On 01/12/2025 18:35, Peter Xu wrote:
On Mon, Dec 01, 2025 at 04:48:22PM +0000, Nikita Kalyazin wrote:
I believe I found the precise point where we convinced ourselves that minor support was sufficient: [1]. If at this moment we don't find that reasoning valid anymore, then indeed implementing missing is the only option.
Now after I re-read the discussion, I may have made a wrong statement there, sorry. I could have got slightly confused on when the write() syscall can be involved.
I agree if you want to get an event when cache missed with the current uffd definitions and when pre-population is forbidden, then MISSING trap is required. That is, with/without the need of UFFDIO_COPY being available.
Do I understand it right that UFFDIO_COPY is not allowed in your case, but only write()?
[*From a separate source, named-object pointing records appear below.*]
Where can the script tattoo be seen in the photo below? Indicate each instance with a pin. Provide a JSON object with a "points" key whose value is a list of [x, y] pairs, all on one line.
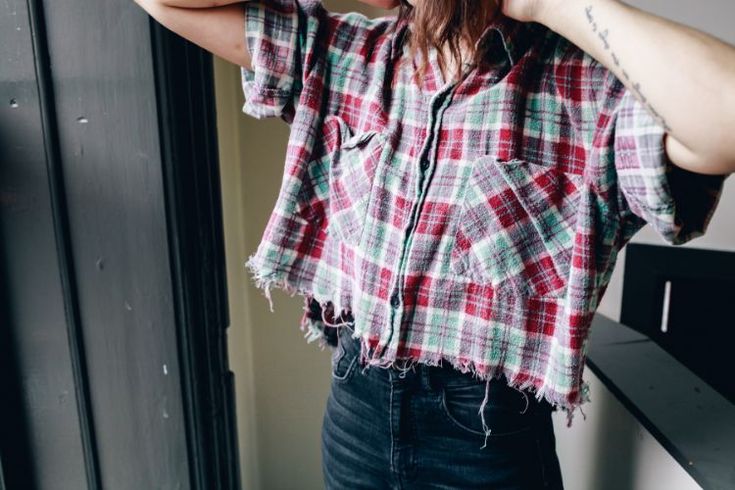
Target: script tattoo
{"points": [[636, 87]]}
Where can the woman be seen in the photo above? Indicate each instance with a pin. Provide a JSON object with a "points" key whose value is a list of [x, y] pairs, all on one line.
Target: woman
{"points": [[459, 180]]}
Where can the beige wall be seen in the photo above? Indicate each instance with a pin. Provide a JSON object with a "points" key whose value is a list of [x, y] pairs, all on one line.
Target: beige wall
{"points": [[283, 382]]}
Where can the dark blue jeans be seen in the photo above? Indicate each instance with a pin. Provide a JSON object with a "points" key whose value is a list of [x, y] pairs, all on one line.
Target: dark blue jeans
{"points": [[385, 428]]}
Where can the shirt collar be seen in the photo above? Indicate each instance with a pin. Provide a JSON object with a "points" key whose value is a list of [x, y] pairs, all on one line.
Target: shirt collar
{"points": [[514, 36]]}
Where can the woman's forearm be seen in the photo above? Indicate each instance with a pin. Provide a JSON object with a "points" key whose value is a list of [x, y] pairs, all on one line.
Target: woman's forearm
{"points": [[685, 78], [220, 30]]}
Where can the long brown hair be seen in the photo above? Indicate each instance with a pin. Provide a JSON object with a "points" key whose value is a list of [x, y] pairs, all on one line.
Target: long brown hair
{"points": [[450, 23]]}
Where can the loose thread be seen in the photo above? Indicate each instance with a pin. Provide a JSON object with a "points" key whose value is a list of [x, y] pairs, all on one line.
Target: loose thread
{"points": [[482, 412]]}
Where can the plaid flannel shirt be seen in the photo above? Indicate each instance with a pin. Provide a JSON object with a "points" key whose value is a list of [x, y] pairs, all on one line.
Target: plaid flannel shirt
{"points": [[475, 222]]}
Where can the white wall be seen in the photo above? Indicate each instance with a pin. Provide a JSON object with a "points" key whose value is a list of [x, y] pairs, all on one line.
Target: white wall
{"points": [[282, 382]]}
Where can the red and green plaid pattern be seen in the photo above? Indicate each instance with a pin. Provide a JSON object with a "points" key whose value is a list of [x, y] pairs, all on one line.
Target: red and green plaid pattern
{"points": [[476, 223]]}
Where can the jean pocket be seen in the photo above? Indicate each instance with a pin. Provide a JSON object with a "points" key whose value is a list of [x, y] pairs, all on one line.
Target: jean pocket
{"points": [[516, 227], [507, 411], [345, 355]]}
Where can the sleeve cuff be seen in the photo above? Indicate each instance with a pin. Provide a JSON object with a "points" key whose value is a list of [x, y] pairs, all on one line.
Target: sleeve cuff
{"points": [[677, 203]]}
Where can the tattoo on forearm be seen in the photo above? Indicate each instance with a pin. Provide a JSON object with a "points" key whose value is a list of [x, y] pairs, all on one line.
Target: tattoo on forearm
{"points": [[636, 87]]}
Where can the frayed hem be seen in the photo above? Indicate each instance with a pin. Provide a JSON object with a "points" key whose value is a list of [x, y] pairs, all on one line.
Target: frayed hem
{"points": [[369, 357], [308, 325]]}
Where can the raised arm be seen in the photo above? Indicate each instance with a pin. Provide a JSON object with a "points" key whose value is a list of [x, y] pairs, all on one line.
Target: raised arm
{"points": [[214, 25]]}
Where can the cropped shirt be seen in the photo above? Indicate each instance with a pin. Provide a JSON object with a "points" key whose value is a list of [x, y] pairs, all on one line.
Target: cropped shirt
{"points": [[475, 221]]}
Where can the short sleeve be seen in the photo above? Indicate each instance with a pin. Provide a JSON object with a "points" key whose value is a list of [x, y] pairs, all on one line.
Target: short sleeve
{"points": [[279, 36], [677, 203]]}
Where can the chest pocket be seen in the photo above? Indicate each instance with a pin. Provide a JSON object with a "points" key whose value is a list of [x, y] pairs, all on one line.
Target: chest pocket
{"points": [[516, 227], [352, 175]]}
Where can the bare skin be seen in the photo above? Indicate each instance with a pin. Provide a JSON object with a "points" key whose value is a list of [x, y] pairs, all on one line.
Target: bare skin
{"points": [[686, 78]]}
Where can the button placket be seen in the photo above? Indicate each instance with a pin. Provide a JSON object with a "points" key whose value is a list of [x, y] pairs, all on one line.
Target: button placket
{"points": [[438, 105]]}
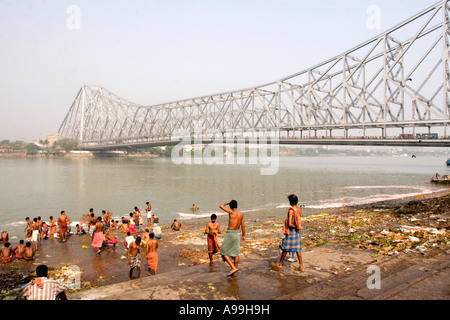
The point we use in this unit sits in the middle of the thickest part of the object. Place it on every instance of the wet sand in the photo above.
(180, 250)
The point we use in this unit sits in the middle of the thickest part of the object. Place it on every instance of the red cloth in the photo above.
(213, 244)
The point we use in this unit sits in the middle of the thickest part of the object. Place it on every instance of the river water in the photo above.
(43, 187)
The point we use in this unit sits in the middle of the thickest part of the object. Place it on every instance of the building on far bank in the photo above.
(52, 139)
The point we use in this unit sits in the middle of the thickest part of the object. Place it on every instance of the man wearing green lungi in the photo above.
(232, 241)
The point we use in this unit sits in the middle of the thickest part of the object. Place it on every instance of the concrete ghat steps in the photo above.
(406, 277)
No, UFFDIO_COPY would work perfectly fine. We will still use write() whenever we resolve stage-2 faults as they aren't visible to UFFD. When a userfault occurs at an offset that already has a page in the cache, we will have to keep using UFFDIO_CONTINUE so it looks like both will be required:
- user mapping major fault -> UFFDIO_COPY (fills the cache and sets up userspace PT) - user mapping minor fault -> UFFDIO_CONTINUE (only sets up userspace PT) - stage-2 fault -> write() (only fills the cache)
One way that might work this around, is introducing a new UFFD_FEATURE bit allowing the MINOR registration to trap all pgtable faults, which will change the MINOR fault semantics.
This would equally work for us. I suppose this MINOR+MAJOR semantics would be more intrusive from the API point of view though.
That'll need some further thoughts, meanwhile we may also want to make sure the old shmem/hugetlbfs semantics are kept (e.g. they should fail MINOR registers if the new feature bit is enabled in the ctx somehow; or support them properly in the codebase).
Thanks,
-- Peter Xu